On Monday, according to the order, Judge Lagoa determined that the district court had abused its discretion in blocking the law because it scrutinized it too severely without establishing authority to support that there is a constitutional liberty to transition a child.

Lagoa described in graphic detail the invasive, often permanent medical interventions that a minor seeking to change his sex may undergo.
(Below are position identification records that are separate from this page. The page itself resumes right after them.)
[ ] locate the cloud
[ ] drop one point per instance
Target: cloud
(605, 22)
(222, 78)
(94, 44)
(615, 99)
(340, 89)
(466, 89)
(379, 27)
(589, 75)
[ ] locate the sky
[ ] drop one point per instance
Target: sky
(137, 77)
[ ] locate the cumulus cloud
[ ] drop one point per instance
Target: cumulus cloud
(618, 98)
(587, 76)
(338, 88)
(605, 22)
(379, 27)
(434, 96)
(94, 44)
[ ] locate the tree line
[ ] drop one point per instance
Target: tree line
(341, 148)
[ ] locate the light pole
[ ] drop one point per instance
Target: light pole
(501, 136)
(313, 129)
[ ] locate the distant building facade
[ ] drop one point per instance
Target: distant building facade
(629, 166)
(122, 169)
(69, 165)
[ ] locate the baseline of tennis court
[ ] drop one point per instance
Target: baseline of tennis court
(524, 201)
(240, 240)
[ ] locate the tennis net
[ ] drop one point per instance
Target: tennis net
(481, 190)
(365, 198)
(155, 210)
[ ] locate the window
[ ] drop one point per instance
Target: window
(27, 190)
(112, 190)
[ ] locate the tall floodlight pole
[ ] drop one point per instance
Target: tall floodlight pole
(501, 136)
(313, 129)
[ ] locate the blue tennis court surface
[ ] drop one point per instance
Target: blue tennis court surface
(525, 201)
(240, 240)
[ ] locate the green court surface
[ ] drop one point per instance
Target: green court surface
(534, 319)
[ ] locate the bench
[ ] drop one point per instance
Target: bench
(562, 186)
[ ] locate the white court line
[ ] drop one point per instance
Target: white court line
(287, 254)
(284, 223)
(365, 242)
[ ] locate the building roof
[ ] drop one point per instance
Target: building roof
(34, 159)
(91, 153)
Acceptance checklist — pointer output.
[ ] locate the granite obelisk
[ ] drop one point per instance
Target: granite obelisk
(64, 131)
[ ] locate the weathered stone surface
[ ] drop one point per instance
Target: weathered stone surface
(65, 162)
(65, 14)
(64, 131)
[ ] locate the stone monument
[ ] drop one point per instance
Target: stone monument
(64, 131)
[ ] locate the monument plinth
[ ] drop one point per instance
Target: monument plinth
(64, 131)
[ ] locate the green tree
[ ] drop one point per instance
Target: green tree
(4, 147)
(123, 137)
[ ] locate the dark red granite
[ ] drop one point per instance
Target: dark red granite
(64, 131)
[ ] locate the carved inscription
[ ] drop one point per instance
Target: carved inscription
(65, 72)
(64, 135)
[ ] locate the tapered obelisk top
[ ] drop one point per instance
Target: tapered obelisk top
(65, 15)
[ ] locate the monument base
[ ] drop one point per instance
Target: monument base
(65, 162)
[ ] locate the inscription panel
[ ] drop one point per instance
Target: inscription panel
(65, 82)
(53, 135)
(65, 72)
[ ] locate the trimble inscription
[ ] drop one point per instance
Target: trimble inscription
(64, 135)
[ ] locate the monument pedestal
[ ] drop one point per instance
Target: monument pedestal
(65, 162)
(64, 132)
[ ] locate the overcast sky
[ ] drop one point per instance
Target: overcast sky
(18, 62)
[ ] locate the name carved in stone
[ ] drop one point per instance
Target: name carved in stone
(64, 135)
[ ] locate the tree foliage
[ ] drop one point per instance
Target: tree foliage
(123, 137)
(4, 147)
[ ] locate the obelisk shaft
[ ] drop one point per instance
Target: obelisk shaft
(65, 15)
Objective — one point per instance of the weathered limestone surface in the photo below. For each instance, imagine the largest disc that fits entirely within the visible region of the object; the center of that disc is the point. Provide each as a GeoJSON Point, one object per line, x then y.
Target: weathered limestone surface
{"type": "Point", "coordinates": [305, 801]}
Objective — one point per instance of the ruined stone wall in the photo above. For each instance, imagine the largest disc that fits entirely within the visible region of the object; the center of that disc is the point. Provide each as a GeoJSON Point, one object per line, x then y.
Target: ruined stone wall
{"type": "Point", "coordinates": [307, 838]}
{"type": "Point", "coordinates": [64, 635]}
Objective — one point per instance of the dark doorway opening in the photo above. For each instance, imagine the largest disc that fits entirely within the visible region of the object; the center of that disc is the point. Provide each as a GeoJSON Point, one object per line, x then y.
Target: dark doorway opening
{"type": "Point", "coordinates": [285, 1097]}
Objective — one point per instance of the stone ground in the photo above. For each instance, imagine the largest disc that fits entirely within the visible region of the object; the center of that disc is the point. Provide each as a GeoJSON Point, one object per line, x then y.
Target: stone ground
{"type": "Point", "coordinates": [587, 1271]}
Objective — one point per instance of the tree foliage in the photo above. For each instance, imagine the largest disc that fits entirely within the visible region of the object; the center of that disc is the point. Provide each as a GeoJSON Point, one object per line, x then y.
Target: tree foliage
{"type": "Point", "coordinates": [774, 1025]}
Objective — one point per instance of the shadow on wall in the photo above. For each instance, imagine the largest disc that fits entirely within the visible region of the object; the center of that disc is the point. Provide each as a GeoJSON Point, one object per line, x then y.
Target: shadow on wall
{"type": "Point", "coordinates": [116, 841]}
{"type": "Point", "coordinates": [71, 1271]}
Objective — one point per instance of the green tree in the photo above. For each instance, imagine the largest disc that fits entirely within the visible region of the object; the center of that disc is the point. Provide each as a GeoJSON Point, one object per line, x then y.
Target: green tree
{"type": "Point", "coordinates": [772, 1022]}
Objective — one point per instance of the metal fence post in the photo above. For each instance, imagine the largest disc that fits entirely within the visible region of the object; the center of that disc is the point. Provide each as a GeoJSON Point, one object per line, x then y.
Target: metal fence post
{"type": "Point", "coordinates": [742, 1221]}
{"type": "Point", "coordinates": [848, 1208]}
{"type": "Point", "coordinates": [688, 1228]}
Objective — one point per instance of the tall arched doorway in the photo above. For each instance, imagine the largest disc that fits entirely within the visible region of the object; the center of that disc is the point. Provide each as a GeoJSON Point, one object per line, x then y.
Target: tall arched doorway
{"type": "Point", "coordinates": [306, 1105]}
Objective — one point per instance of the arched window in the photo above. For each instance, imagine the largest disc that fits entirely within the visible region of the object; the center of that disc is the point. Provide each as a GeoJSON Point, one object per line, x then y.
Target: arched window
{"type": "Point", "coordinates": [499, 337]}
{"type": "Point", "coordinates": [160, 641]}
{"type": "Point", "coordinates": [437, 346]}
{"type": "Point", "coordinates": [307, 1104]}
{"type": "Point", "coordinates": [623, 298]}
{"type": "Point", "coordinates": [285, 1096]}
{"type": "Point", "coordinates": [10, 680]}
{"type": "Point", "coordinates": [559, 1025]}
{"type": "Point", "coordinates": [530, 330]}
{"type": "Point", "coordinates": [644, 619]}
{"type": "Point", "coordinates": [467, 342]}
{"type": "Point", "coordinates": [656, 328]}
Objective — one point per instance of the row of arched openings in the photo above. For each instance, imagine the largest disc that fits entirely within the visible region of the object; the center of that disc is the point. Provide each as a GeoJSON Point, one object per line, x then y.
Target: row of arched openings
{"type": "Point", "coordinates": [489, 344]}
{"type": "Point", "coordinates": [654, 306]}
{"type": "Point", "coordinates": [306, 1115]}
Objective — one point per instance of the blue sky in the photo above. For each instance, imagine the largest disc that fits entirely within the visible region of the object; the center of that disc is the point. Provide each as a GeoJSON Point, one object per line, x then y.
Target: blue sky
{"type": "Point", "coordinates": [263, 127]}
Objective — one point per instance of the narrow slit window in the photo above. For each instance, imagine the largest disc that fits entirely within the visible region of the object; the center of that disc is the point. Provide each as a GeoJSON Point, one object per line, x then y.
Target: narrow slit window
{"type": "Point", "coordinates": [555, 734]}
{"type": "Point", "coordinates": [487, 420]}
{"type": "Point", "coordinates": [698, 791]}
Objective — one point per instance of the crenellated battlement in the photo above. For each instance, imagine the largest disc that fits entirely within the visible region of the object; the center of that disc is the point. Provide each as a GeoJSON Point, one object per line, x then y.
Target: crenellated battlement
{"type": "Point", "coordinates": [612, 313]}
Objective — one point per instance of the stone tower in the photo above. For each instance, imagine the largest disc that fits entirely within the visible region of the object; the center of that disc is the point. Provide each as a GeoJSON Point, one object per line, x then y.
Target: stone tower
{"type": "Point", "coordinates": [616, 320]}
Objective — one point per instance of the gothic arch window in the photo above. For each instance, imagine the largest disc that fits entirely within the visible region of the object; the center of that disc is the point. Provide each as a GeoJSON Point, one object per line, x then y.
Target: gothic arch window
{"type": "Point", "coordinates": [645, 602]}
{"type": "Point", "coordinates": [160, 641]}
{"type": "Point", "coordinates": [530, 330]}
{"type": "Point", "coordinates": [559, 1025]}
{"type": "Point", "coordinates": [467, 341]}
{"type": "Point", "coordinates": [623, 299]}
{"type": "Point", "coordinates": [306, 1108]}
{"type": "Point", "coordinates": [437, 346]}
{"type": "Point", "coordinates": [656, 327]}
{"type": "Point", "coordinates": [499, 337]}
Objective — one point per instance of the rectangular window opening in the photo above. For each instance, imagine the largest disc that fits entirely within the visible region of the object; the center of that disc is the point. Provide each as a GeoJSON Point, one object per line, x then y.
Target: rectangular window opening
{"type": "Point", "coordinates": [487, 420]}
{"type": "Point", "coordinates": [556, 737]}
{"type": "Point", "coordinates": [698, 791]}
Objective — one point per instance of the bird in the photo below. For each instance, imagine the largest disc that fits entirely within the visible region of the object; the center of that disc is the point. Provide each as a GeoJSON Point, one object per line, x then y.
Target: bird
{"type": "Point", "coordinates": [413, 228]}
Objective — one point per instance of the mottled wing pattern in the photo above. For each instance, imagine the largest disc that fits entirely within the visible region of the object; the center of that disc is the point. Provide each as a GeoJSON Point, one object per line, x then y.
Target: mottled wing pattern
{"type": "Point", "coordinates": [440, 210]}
These operations and prescriptions for this purpose are “unproven” and “poorly studied,” Lagoa said.

They can result in “numerous harmful effects for minors, as well as risks of effects simply unknown due to the new and experimental nature of these interventions,” Lagoa added.

The judge cited a number of the documented negative side effects from transitioning medically.

“Several studies demonstrate that hormonal and surgical interventions often do not resolve the underlying psychological issues affecting the individual,” the order read.

On Monday, Lagoa preserved the law, which criminalizes prescribing or administering puberty-blocking medication to stop or delay normal puberty, supra-physiologic doses of testosterone or other androgens to females, and supra-physiologic doses of estrogen to males. The law also prohibits performing surgeries that sterilize, including castration, vasectomy, hysterectomy, oophorectomy, orchiectomy, and penectomy.

In April 2022, the U.S. Justice Department filed a complaint against the law on similar grounds to those of the plaintiffs in the Monday case.